Question

A block of mass, m, is pushed up against a spring, compressing it a distance x, and is then released. The spring projects the block along a frictionless horizontal surface, giving the block a speed v. The same spring projects a second block of mass 4m, giving it a speed 3v. What distance was the spring compressed in the second case?

Answer 1

The distance the spring was compressed in the second case, where the mass was four times the original mass and the speed was three times the original speed, would be three times the compression distance of the first case.

Step-by-step explanation:

The question is asking to determine the distance a spring was compressed to launch a second block with a mass four times larger than the first block and at a speed three times greater than the first block. We can use the conservation of energy principle, specifically the relationship between the potential energy stored in the spring (spring potential energy) and the kinetic energy of the block.

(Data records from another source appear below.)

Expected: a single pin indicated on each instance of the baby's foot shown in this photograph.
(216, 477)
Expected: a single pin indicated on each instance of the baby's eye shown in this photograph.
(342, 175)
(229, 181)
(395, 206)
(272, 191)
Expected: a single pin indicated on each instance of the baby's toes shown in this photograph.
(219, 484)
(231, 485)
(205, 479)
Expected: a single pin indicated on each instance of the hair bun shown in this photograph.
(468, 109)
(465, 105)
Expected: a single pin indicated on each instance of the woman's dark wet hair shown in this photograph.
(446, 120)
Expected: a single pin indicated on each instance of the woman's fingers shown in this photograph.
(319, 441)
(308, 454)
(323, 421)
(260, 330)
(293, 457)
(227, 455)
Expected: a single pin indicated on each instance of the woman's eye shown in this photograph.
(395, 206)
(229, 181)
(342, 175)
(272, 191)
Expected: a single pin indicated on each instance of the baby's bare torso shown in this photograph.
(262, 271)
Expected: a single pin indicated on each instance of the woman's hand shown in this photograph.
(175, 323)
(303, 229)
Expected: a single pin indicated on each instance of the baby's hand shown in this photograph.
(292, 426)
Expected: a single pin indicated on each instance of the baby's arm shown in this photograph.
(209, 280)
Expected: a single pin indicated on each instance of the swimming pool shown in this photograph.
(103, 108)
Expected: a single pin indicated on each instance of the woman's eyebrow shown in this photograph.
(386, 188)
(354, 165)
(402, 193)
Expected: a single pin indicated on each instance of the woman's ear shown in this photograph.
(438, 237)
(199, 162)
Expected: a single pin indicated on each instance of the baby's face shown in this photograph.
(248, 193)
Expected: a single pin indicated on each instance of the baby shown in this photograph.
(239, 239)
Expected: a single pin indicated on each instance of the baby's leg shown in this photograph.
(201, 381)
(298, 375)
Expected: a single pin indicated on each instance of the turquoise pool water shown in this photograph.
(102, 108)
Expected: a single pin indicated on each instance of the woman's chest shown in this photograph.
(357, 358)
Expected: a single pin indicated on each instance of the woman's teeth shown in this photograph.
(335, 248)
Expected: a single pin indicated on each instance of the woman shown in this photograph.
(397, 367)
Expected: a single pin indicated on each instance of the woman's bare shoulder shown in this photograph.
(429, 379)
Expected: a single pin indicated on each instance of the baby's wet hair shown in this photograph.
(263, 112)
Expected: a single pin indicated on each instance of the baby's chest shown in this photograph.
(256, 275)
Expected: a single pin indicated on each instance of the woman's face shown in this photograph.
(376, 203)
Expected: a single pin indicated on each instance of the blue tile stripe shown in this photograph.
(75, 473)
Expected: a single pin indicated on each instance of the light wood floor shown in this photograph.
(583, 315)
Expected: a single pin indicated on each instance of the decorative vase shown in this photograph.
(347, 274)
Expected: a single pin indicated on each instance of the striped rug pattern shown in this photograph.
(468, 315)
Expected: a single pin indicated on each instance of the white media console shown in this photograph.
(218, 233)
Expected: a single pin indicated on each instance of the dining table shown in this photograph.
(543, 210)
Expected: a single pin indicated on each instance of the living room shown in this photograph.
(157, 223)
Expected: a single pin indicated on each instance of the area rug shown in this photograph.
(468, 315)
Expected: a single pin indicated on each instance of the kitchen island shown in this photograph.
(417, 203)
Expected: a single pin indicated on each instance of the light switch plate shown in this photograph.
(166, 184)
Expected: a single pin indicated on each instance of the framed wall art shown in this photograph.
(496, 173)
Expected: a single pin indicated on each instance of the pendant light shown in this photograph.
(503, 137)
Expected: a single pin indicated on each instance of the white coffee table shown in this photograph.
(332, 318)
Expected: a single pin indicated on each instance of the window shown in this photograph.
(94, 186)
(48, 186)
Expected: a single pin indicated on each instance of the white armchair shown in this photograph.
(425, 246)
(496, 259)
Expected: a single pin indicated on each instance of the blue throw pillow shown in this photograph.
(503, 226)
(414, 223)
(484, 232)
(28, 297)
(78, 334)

The potential energy in a compressed spring is given by ½ kx², where k is the spring constant and x is the compression distance. The kinetic energy of a block is given by ½ mv², where m is the mass and v is the velocity of the block

For the first block, if we assume the spring's potential energy is fully converted to the block's kinetic energy, the equation becomes ½ kx² = ½ mv². And for the second block of mass 4m launched at 3v, the equation is ½ kx'² = ½ –4m(3v)². By setting up a ratio of the spring potential energies, which must be equal to the ratio of the kinetic energies as the system is frictionless, we find that the compression distance x' for the second block is equal to 3x.

Therefore, if the spring was originally compressed by a distance x to launch the first block, it would have been compressed by 3x to launch the second block that has four times the mass and is given three times the velocity.

Answer 2

x₂ =6*x₁

Step-by-step explanation:

• In absence of friction, along a horizontal surface, all the elastic potential energy stored in the spring becomes kinetic energy, so we can write the following expression for the first case:

`(1)/(2)*k*x_(1)^(2) = (1)/(2)*m*v^(2) (1)`

• In the second case, we have a mass 4m, which reaches to a speed 3v due to the energy stored in the spring.
• We can write the same equation than for (1) replacing m by 4m and v by 3v, as follows:

`(1)/(2)*k*x_(2) ^(2) = (1)/(2) * 4*m*(3*v)^(2) =(1)/(2)*4*m*9*v^(2) = (1)/(2)* 36 m*v^(2) (2)`

• Dividing (2) over (1) on both sides, and rearranging terms, we get:

`x_(2) ^(2) = 36 * x_(1) ^(2)`

• Taking square roots on both sides, we get:
• x₂ = 6*x₁
• So, in this case, the spring was compressed six times the distance that was compressed in the first case.